Let me start by saying this. There are many situations that do not need to be addressed publicly because they are personal matters. But then sometimes you have to let the world know exactly where you stand and be ahead of what is to come.
I am not perfect, I am human. I have strengths, but I also have flaws. I make mistakes! Sometimes I am wrong! Sometimes I don’t know! Show me a perfect person and I’ll show you a lie. Perfect does not exist. My happy, crazy, interesting, fucked up, loving, all over the place life is mine, my perfectly imperfect story! I like to party and hang out but I also enjoy being by myself. People will either relate or not relate, agree or disagree. And that is ok because just like me, we are all humans and entitled to our own opinions.
As much as they can get on your last nerve, you have to love and appreciate your siblings. No one is harder on you than your siblings. You get it all, raw and uncut. They make you laugh, they make you cry, they fight you, they help you, but most importantly they love you. They prepare you for the real world. They make you stronger. As much as it may piss you off, they tell you everything about yourself before anyone on the outside can. My oldest sister Ty has always said to me,
“Be your damn self! People might not like it, but people will respect you for it! You won’t reach out to everyone but you will reach out to someone. And those are the people that you worry about. You’re going to be judged, you’re going to be tried. But, at the end of the day, this is your story, your truth, not theirs. Fuck any and all bullshit!”
People are going to judge me, people are going to dislike me. And to that I say, I AM ME! I am human! This is my life, my story. I am giving my truth and I’m giving nothing but my truth. I can sugar coat and lie to you all but then I will be living a lie and we all know it is to much work to make up, keep up, and live a lie. I will never compromise the truth with comforting lies. People respect the truth and real! Respect is all I expect, and real is all I will be!
I have great days but I also have fucked up days. Everyone will not agree with me or relate to me. But someone will! I can’t be fake, I won’t be fake. Real is all I can and will ever be. I know some won’t think I am pretty enough, some won’t like the way I talk, some won’t like the way I walk. And I am ok with that! I try my best to always have a smile on my face and be filled with laughter but sometimes I frown and sometimes I cry. I get angry, I get sad. I go through things just like everyone else. I am not perfect, neither is my life. Accept me as I am. Flaws and all!

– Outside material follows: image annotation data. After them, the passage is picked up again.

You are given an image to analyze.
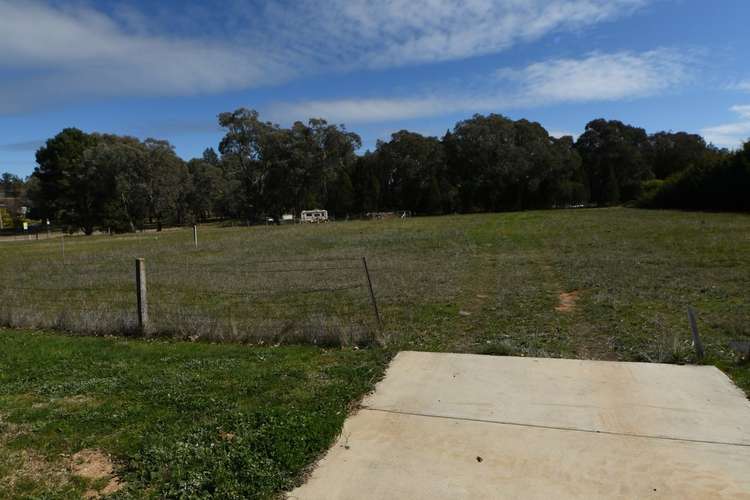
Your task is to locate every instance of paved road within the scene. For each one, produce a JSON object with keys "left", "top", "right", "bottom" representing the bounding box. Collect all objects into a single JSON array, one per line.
[{"left": 289, "top": 352, "right": 750, "bottom": 500}]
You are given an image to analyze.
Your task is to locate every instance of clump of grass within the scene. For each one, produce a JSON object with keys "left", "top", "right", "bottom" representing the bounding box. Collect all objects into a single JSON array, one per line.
[{"left": 0, "top": 330, "right": 388, "bottom": 498}]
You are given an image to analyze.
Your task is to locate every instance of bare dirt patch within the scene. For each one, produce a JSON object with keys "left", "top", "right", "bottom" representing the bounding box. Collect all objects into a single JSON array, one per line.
[
  {"left": 555, "top": 290, "right": 579, "bottom": 312},
  {"left": 70, "top": 449, "right": 122, "bottom": 498}
]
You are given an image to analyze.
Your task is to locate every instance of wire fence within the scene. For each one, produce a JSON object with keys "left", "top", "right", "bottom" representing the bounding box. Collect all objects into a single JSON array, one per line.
[{"left": 0, "top": 256, "right": 380, "bottom": 345}]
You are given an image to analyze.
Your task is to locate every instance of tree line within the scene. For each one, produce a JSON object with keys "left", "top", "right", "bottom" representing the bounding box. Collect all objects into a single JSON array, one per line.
[{"left": 6, "top": 108, "right": 750, "bottom": 234}]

Yes, sometimes I curse! Why? Because I am human! I don’t curse just to say a bad word lol. I curse because sometimes life takes me there. I dont curse like a sailor, but I curse lol. Charge it to my head not my heart. Shit! Lol! Please just let me be! A little curse word never hurt anybody. Besides my sin is not better or worse than yours. So please don’t judge me for it! It’s just a damn curse word! Lol. No crime done! But I will say I was blessed with the knowledge to know how to speak and also the wisdom to know how, when and where to speak at any given time.

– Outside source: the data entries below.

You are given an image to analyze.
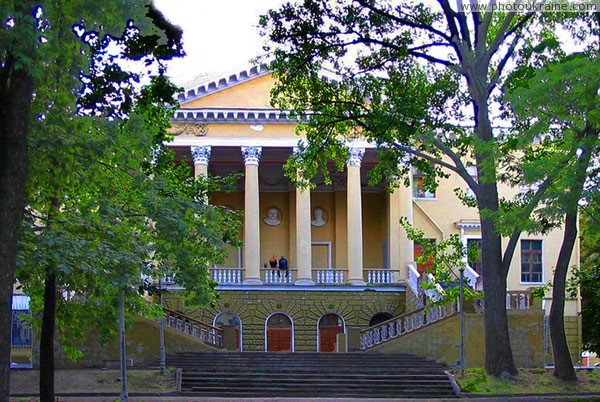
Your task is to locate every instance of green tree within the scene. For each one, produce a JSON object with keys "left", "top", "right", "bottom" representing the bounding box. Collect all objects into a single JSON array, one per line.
[
  {"left": 0, "top": 1, "right": 192, "bottom": 400},
  {"left": 507, "top": 53, "right": 600, "bottom": 381},
  {"left": 578, "top": 196, "right": 600, "bottom": 354},
  {"left": 260, "top": 0, "right": 580, "bottom": 376}
]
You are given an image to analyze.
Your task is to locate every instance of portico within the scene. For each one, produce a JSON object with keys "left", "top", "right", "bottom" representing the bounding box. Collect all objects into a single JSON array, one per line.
[{"left": 173, "top": 136, "right": 413, "bottom": 286}]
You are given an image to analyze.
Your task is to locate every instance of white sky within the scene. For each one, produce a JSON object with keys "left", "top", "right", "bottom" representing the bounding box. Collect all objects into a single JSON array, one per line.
[{"left": 155, "top": 0, "right": 284, "bottom": 82}]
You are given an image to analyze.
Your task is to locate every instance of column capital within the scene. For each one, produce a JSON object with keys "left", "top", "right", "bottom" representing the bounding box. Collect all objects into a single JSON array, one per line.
[
  {"left": 346, "top": 147, "right": 365, "bottom": 167},
  {"left": 192, "top": 145, "right": 210, "bottom": 165},
  {"left": 242, "top": 147, "right": 262, "bottom": 166}
]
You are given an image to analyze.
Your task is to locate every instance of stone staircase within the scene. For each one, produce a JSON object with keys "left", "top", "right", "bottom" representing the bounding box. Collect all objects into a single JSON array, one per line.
[{"left": 167, "top": 352, "right": 457, "bottom": 398}]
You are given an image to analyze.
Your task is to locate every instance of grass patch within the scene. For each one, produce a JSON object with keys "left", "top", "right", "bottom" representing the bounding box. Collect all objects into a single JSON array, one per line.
[
  {"left": 10, "top": 368, "right": 176, "bottom": 394},
  {"left": 453, "top": 368, "right": 600, "bottom": 394}
]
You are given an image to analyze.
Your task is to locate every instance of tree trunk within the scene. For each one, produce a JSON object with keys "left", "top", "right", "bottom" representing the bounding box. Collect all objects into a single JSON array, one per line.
[
  {"left": 469, "top": 86, "right": 518, "bottom": 377},
  {"left": 0, "top": 60, "right": 33, "bottom": 401},
  {"left": 479, "top": 183, "right": 518, "bottom": 377},
  {"left": 40, "top": 266, "right": 56, "bottom": 402},
  {"left": 548, "top": 125, "right": 598, "bottom": 381},
  {"left": 549, "top": 212, "right": 577, "bottom": 381}
]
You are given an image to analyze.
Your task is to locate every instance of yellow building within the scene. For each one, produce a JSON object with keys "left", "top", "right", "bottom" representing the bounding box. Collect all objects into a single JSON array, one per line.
[{"left": 164, "top": 67, "right": 581, "bottom": 365}]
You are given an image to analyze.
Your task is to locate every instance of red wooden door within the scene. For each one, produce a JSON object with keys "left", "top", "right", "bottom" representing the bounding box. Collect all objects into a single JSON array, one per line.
[
  {"left": 267, "top": 314, "right": 292, "bottom": 352},
  {"left": 413, "top": 240, "right": 435, "bottom": 274},
  {"left": 319, "top": 314, "right": 344, "bottom": 352}
]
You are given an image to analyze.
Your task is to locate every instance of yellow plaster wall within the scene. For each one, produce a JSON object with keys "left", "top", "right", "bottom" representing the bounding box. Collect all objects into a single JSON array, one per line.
[
  {"left": 362, "top": 193, "right": 387, "bottom": 268},
  {"left": 209, "top": 192, "right": 244, "bottom": 268},
  {"left": 260, "top": 192, "right": 296, "bottom": 267},
  {"left": 186, "top": 123, "right": 297, "bottom": 139},
  {"left": 310, "top": 191, "right": 338, "bottom": 268},
  {"left": 182, "top": 74, "right": 275, "bottom": 108},
  {"left": 333, "top": 191, "right": 348, "bottom": 268}
]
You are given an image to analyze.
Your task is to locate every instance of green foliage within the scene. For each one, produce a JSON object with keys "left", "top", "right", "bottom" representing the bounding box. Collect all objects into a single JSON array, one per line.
[
  {"left": 460, "top": 368, "right": 488, "bottom": 393},
  {"left": 578, "top": 198, "right": 600, "bottom": 354},
  {"left": 9, "top": 1, "right": 239, "bottom": 358},
  {"left": 400, "top": 218, "right": 481, "bottom": 306}
]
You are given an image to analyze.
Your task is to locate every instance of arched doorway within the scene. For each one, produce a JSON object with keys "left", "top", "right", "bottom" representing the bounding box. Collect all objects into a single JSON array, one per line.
[
  {"left": 318, "top": 313, "right": 346, "bottom": 352},
  {"left": 266, "top": 313, "right": 294, "bottom": 352},
  {"left": 213, "top": 312, "right": 242, "bottom": 351},
  {"left": 369, "top": 313, "right": 394, "bottom": 327}
]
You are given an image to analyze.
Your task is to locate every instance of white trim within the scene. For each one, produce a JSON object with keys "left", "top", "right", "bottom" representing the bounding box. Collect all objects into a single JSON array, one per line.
[
  {"left": 454, "top": 220, "right": 481, "bottom": 231},
  {"left": 519, "top": 238, "right": 546, "bottom": 286},
  {"left": 317, "top": 311, "right": 348, "bottom": 353},
  {"left": 166, "top": 135, "right": 375, "bottom": 149},
  {"left": 265, "top": 311, "right": 296, "bottom": 352},
  {"left": 213, "top": 310, "right": 244, "bottom": 352},
  {"left": 310, "top": 241, "right": 333, "bottom": 269}
]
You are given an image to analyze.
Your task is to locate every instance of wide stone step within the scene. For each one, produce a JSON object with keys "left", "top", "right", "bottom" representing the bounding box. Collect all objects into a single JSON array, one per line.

Most times people judge me and they dont even know me, they’ve never had a conversation with me. With that I say this, it has taken me many many years to grow the tough skin that I have now. No one is harder on me than me, and my siblings of course lol. I grew up on this right here,
“Sticks and stones may break my bones but words will never hurt me.”
“Im rubber your glue, whatever you say Sticks to you.”
Yall know what I’m talking about. I am from that generation. I know how to laugh at myself, I can take a joke, and I know how to ignore negativity. I am learning to except criticism, especially when it is constructive. Being judged and talked about is apart of life. I know who I am! And I except me! I am not here to be anyone else. I am here simply to be me, because I am ME! I AM HUMAN!
So I say all of that to say this. At this point in my life, I am happy, I am growing, I am building. I have goals, I have a dream. I refuse to let anyone knock me down, and disturb my peace! Call me ugly, call me fat, call me stupid, call me whatever you want. Ive been down way to much, for far to long in the past and I vow to never go back there due to someone elses insecurity and/or negative people. I refuse to let anyone take me back to a time and/or place in my life where I was anything but happy!
If you support me, I thank you so much! Please continue to support, like, respect, love me for me! Anyone with hateful, hurtful, negative comments I say this as I stated before, “Sticks and stones may break my bones, but words will never hurt me.”
*As I always say… These are just my thoughts! Because I am… Just me, MsDraya!